La preparazione fisica, invece?
Io amo tantissimo correre, ma dopo l’amputazione che ho subito ad entrambi i piedi per il congelamento, dopo un’ora e mezza di corsa ho mal di schiena, male ai piedi, male dappertutto. Per cui, abitando in Valtellina, faccio tantissimo sci alpinismo: quasi tutti i giorni riesco a fare 1.800 metri di dislivello in salita. Poi non faccio solo questo: il mio mestiere è fare la guida alpina, il tecnico di elisoccorso, il formatore presso le aziende, quindi devo rubare il tempo al lavoro, al sonno, alla famiglia. E’ un sacrificio, ma con lo sci alpinismo accorcio molto i tempi discesa.
E dal punto di vista mentale e psicologico, come ti prepari?

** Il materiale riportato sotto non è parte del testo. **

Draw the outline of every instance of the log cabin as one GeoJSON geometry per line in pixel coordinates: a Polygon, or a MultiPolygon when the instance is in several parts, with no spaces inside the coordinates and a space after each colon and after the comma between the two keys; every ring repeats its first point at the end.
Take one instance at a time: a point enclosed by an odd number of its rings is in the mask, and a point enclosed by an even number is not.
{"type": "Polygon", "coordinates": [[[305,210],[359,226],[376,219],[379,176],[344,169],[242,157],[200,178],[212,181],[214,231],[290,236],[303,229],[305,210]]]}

Credo che col tempo si alleni anche la mente. Io ho fatto anche arti marziali, e il mio Maestro mi ha insegnato ad usare la testa fin da piccolo. Poi è importante il luogo in cui tu vivi: io ad esempio da bambino andavo a scuola a piedi, anche se pioveva o nevicava, e queste sono situazioni ti formano. E poi questa col tempo diventa la disciplina dell’allenamento, che si fa anch’esso con ogni tempo, con la pioggia come con la neve. Così alleni anche la mente. Certo in altissima quota bisogna capire quando è il momento di fermarsi, di non andare oltre, e questo io l’ho fatto più volte, sia sulle mie montagne con i clienti, sia sugli Ottomila.
Non utilizzi l’immaginazione mentale per prepararti a raggiungere l’obiettivo?
No, io sono molto istintivo. Sono vivo perché il mio istinto, durante la discesa al K2, mi ha detto “fermati perché la cosa non funziona”: io l’ho ascoltato, e sotto di me sono morte undici persone.
Alla fine la preparazione migliore è rimanere in contatto con te stesso…
Sì, anche perché l’attività dell’alpinista è qualcosa che va oltre lo sport. E in fondo quello che conta per me è poter trasmettere alle persone la passione non solo per lo sport ma soprattutto per la vita, come faccio quando poi vado nelle scuole ad incontrare i ragazzi, per parlare loro della resilienza e di tante altre cose.
Lasciami dire infine che una cosa bella di quest’anno sono anche i prodotti che utilizzerò: Karpos, Scarpa, Level, dietro cui ci sono delle persone, delle famiglie, che danno l’anima per il loro prodotto, e questo per un alpinista è importante, perché ti senti supportato e senti che ti vogliono bene veramente.